Histoire de Patouf, suite…

J’ai commencé à écrire il y a quelques mois, parce que j’ai beaucoup de temps, je n’ai plus grand-chose à faire. Le fait est que je me souviens, quand je ferme les yeux et c’est fréquent aujourd’hui parce que  je suis malade, parce que je suis mourant même, alors  je me souviens d’eux. Ils sont venus me voir, chez ma mère, je suis encore très jeune, trop jeune pour leur dire que je les aime déjà, je me cache, parce que c’est ainsi qu’il faut faire, ne pas montrer tout de suite qu’on veut partir. Pourtant ma mère je l’aime, je l’aime tant, elle est grande, elle est belle, elle porte la tête haute et quand elle marche on dirait qu’elle glisse sur le sol, elle est légère. J’ai des frères et sœurs, plusieurs, je peux pas dire combien parce que je sais pas compter. Ils sont parfois agaçants à me taquiner, à me mordiller. Mon père je ne le connais pas, j’ai cru comprendre qu’il était d’ailleurs et que ma mère aurait bien voulu qu’il reste mais ça n’a pas été possible, ils n’ont pas voulu.

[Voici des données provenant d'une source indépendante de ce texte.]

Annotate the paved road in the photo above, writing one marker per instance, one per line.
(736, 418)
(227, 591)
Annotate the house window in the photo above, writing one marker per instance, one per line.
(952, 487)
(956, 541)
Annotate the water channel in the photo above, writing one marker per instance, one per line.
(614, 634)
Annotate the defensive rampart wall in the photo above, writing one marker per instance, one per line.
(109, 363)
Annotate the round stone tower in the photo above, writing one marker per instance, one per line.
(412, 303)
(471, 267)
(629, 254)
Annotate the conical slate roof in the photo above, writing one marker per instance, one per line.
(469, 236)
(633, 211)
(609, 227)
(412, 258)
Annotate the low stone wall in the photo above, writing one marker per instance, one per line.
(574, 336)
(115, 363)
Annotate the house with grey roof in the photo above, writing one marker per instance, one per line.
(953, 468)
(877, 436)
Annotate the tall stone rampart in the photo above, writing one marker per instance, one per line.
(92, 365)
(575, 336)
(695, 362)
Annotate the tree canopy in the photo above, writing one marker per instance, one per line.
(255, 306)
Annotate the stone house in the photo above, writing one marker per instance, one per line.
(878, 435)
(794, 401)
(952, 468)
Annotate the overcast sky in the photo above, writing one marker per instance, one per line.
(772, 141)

Ils sont venus pour choisir, alors j’ai tout fait pour qu’ils me remarquent. J’ai pas bien compris pourquoi je ne suis pas parti avec eux la première fois : j’ai cru comprendre, après, que c’était trop tôt, que je n’étais pas sevré, que j’avais encore besoin de grossir. C’est dommage, moi je serai bien parti tout de suite, alors je suis resté encore quelques semaines avec maman et mes frères et sœurs. Y en a un qui est malade, il dit rien il passe sa journée à dormir, parfois je m’approche de lui, il me regarde et semble me faire comprendre que c’est foutu pour lui, personne ne viendra le chercher, personne ne viendra le soigner, il va mourir et il le sait. Ca me rend un peu triste alors pour me changer les idées j’essaie de rêver à ce qui m’attend, dans quelques jours (je sais pas combien parce que je sais toujours pas compter) quand ils viendront pour me chercher. Je ne sais pas combien ils seront chez eux, je ne sais pas si je serai seul, bref je ne sais pas grand-chose si ce n’est qu’il y a de la lumière dans leurs yeux et que leurs voix est douce. Enfin pour le moment, parce qu’ils ne me connaissent pas encore. Comme tous mes proches je suis têtu bien sûr, mais ce qu’ils ne savent pas c’est que je suis vraiment têtu. Ma mère le sait d’ailleurs, quand je ne veux pas la suivre avec toute la troupe, elle ne peut rien y faire, enfin si, une caresse, une tendresse et je consens à me bouger un peu.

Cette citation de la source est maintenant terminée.